Dogsledding in Minnesota: Born to Run

Head out with six hard-charging huskies, and winter will never feel more alive.

By midmorning, as predicted, Hans is distracted by the bushes, and Odin pulls up. “I’m gonna change him out,” he says. He switches Hans with a small dog named Abner. “Lead dogs have egos-if I move Hans back, he’ll work hard to get back out front.” The uptick in pace is remarkable-like Odin swapped out a fouled spark plug.

I am fascinated by each dog’s distinct character. In the wheel position, a husky named Buck runs while shouldering hard to the right against Reese, the largest dog on my team, who runs like a veteran jock-pulling his weight, but never breaking out of a lope if he can help it. Oliva, now partnered with Hans in the middle position, ducks shyly when I pet her, but lunges forward when it’s time to pull. Out front, Fittipaldi presses the harness, running hard, fast, and arrow-straight, feet a pitter-pat blur. And Abner-Abner is frantic in his desire to pull, running with his tiny body rotated 20 degrees off center and his backbone hunched, directing all his force against his right shoulder. Looking like he’s half-cocked to take a dump, he goes and goes.

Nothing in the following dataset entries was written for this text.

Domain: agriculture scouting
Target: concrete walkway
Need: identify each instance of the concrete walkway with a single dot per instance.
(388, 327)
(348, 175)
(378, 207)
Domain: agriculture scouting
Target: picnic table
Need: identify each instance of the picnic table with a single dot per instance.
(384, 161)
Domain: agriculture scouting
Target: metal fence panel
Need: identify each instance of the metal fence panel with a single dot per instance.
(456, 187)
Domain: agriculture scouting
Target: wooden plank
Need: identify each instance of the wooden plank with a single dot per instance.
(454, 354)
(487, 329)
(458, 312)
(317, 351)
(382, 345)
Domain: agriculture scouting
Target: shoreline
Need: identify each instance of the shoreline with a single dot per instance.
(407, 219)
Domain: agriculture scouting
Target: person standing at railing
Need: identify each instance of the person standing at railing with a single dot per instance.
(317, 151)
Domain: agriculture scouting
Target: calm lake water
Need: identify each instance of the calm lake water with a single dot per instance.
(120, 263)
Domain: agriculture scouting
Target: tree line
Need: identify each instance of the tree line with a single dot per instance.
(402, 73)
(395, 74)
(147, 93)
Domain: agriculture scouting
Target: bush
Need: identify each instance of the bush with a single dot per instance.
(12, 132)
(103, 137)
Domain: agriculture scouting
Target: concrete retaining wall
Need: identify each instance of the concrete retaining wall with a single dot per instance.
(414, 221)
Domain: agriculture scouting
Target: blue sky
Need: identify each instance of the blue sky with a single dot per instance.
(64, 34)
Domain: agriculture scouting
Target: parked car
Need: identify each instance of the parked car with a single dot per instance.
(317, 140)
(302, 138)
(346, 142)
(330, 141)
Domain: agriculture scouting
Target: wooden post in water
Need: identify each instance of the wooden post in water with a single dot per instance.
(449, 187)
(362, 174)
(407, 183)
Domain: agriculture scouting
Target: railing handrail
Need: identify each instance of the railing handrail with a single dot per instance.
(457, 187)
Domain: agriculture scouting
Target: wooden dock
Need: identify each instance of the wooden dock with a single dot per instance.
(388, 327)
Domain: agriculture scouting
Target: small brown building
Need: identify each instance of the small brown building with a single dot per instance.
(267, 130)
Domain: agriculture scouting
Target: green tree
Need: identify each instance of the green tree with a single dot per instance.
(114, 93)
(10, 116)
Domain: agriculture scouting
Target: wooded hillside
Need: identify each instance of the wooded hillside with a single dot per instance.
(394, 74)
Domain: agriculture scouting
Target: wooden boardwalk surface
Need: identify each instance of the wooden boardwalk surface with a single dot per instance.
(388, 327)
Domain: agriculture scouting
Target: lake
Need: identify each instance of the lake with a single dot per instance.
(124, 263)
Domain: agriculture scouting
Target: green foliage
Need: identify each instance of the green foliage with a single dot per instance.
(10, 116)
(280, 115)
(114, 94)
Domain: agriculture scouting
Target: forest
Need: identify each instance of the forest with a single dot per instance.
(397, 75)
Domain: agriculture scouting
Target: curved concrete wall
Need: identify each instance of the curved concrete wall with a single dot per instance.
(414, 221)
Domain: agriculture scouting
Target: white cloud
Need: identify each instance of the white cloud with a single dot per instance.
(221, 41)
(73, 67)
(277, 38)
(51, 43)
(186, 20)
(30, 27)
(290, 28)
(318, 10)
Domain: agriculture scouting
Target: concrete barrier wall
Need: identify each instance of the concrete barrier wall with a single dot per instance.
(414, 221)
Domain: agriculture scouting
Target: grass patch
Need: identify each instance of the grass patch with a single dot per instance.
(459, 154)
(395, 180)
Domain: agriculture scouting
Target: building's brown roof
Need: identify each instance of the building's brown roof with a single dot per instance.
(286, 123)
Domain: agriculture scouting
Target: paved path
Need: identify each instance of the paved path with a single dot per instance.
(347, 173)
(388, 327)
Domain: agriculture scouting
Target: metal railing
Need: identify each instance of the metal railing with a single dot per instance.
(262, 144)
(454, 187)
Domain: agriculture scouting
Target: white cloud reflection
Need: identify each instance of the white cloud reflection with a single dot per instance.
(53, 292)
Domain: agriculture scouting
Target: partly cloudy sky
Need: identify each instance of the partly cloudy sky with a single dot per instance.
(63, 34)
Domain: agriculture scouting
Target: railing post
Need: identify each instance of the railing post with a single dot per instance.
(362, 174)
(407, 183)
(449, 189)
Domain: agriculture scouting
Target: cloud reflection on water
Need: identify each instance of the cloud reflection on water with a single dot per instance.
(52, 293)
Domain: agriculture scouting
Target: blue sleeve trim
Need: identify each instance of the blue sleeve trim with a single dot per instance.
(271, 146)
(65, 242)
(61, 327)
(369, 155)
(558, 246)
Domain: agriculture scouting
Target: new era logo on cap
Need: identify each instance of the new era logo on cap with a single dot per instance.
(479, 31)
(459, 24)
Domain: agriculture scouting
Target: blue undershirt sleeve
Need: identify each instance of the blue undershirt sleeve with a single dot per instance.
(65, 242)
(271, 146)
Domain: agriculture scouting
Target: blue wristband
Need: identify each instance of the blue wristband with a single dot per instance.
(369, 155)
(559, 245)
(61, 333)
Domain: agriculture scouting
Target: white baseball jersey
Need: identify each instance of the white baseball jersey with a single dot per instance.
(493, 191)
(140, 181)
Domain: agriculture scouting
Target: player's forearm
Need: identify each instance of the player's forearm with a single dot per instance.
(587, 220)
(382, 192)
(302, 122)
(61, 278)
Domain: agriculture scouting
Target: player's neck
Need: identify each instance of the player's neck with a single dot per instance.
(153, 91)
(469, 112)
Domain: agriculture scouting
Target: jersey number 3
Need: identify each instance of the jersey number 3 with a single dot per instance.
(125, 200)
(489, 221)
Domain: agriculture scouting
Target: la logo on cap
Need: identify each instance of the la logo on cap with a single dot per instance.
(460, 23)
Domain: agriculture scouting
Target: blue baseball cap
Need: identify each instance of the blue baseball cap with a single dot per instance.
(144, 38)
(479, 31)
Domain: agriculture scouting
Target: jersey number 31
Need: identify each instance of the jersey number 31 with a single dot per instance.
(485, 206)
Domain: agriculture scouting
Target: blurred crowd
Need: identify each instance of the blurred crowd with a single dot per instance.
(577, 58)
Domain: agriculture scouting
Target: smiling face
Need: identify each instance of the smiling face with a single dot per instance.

Mushing is organic snowmobiling. Enough speed to feed your appetite for new territory, without the piston-blast. Because you can hear the sled’s squeak and the dog paws drumming, you feel not so much that you are covering ground as flowing the terrain. You learn to roll against the flex of the runners, and soon you are slow-dancing the curve of the earth. We run all morning, stop for lunch, then run again. We descend, break through the dogwood brush flats, and plane out across the smooth ice of the Brule River.